GitHub has announced a transformative expansion of Copilot’s capabilities, marking a significant evolution in AI-assisted development that promises to reshape DevOps practices. As part of Microsoft’s 50th-anniversary celebration, GitHub is rolling out Agent Mode with Model Context Protocol (MCP) support to all Visual Studio Code users, transitioning Copilot from a code completion tool to a fully agentic development partner.
Agent Mode: Beyond Code Completion
Agent Mode is the most revolutionary aspect of this update, fundamentally changing how developers interact with their tools. Unlike traditional chat or multi-file edits, Agent Mode can independently translate ideas into code, automatically identifying necessary subtasks and executing them across multiple files.
For DevOps professionals, Copilot can now handle complex infrastructure tasks, suggest terminal commands, make tool calls and even self-heal runtime errors. The system achieves an impressive 56% pass rate on SWE-bench Verified with Claude 3.7 Sonnet, and its capabilities are expected to grow as reasoning models advance.
Multi-Model Support and Premium Requests
GitHub has also introduced multi-model support, making Anthropic Claude 3.5, 3.7 Sonnet, Google Gemini 2.0 Flash and OpenAI models generally available through a new premium request system. This gives DevOps teams unprecedented flexibility to select the right model for specific tasks.
Paid plans receive varying allotments of premium requests (300 for Pro, 300 for Business, and 1,000 for Enterprise) while maintaining unlimited access to the base model (currently OpenAI GPT-4o). A new Pro+ tier offers 1,500 monthly premium requests for $39/month, and organizations can opt into pay-as-you-go for additional requests at $0.04 each.
MCP: The “USB Port for Intelligence”
Perhaps most significant for infrastructure and operations teams is the public preview of the Model Context Protocol (MCP). This protocol is a “USB port for intelligence,” allowing Agent Mode to access any context or capabilities needed.

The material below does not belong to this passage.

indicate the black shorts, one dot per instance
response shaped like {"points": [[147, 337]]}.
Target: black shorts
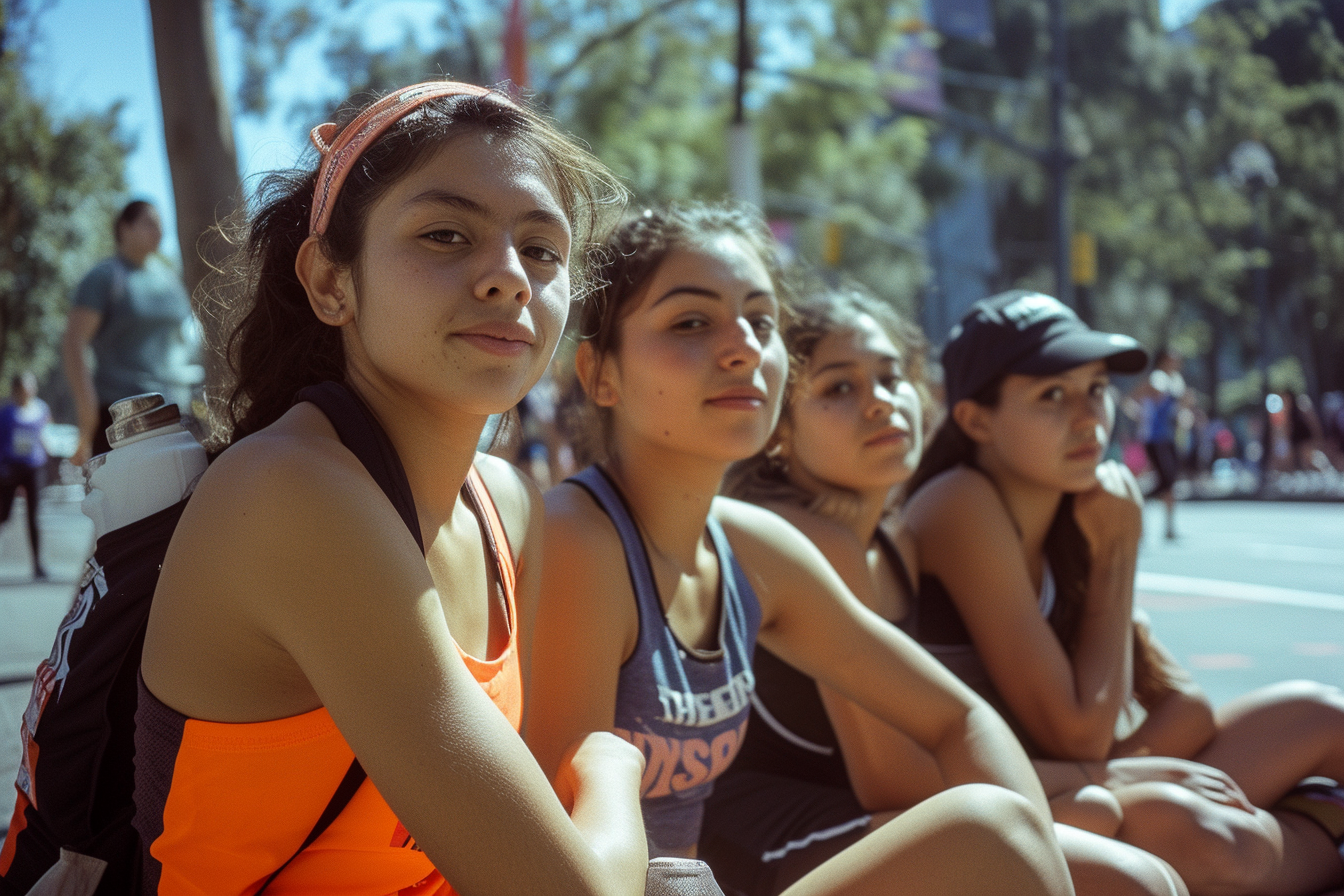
{"points": [[1165, 464], [762, 833]]}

The new open-source GitHub MCP server enables teams to add GitHub functionality to any LLM tool supporting MCP. This means DevOps workflows can now benefit from agents that understand database schemas, query telemetry and manage infrastructure with contextual awareness.

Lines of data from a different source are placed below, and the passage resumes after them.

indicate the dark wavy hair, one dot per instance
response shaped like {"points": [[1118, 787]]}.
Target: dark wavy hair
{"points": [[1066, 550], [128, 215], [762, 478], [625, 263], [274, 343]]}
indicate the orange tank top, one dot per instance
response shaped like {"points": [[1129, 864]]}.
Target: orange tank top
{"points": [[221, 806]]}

Transforming DevOps Workflows
For DevOps practitioners, these advancements represent a fundamental shift in how infrastructure can be managed:
- Infrastructure as Code Acceleration: Agent Mode can analyze existing infrastructure configurations, suggest improvements and implement them across multiple files.
- Troubleshooting Enhancements: With access to logs and system state via MCP, Copilot can help diagnose issues and suggest remediation steps.

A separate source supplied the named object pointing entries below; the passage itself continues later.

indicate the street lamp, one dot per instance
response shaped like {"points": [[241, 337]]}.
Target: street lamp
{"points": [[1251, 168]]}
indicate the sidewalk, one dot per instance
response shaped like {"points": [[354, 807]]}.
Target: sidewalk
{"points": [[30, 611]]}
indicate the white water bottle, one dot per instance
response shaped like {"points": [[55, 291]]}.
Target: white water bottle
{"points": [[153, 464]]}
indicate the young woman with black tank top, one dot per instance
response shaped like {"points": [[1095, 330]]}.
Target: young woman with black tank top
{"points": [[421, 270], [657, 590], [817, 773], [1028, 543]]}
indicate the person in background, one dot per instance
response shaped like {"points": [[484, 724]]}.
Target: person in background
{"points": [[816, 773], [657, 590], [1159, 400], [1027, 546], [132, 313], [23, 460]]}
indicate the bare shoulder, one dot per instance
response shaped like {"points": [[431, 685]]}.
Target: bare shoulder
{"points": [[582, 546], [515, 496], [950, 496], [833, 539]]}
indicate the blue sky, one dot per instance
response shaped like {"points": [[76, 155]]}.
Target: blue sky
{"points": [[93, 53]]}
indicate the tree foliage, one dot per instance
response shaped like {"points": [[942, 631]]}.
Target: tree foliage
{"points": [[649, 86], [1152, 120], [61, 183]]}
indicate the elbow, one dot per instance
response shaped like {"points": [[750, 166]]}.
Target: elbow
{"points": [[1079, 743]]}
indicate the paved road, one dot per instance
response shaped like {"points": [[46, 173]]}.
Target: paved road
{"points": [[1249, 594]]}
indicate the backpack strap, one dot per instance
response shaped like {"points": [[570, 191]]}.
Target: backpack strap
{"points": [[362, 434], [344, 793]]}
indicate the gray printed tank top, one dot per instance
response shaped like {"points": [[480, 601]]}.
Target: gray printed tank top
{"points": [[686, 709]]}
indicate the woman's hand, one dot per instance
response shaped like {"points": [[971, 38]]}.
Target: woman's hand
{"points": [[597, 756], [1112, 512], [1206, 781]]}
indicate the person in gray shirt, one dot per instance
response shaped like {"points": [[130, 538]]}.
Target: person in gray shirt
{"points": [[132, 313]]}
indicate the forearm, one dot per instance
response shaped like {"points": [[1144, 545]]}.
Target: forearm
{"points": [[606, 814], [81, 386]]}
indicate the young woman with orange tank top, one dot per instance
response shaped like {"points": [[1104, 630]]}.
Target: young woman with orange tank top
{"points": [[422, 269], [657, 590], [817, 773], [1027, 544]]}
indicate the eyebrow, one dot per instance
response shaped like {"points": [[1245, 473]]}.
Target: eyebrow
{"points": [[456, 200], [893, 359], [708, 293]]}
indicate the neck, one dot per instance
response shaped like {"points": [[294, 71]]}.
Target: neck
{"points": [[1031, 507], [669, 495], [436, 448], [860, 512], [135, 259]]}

- Workflow Automation: Complex tasks like “Update the CI pipeline to include the new security scan step” can be decomposed and implemented automatically.
- Cross-Platform Integration: MCP allows Copilot to interface with various tools in the DevOps stack, creating a unified experience.
The GitHub local MCP server enhances platform integration, enabling capabilities like searching repositories, managing issues and creating PRs directly from VS Code.
Mitch Ashley, VP and Practice Lead, DevOps and Application Development, The Futurum Group, states, “We are witnessing software development shift from augmented development to agent-based, or agentic, developed software. GitHub shifted Agent mode from a preview into its rollout phase in less than a month. We are at the forefront of increased developer productivity and software delivery velocity.”
Looking Ahead
As these capabilities mature, we can expect DevOps workflows to become increasingly automated, with human expertise focused on strategic decisions rather than implementation details. The combination of agentic capabilities and multi-model flexibility provides a foundation for the next generation of infrastructure management.
GitHub’s progression from code completion to agentic development assistant marks a significant milestone in the AI-driven transformation of software development. For DevOps professionals, these tools offer productivity enhancements and a fundamental reimagining of how infrastructure and operations can be managed in collaborative human-AI partnerships.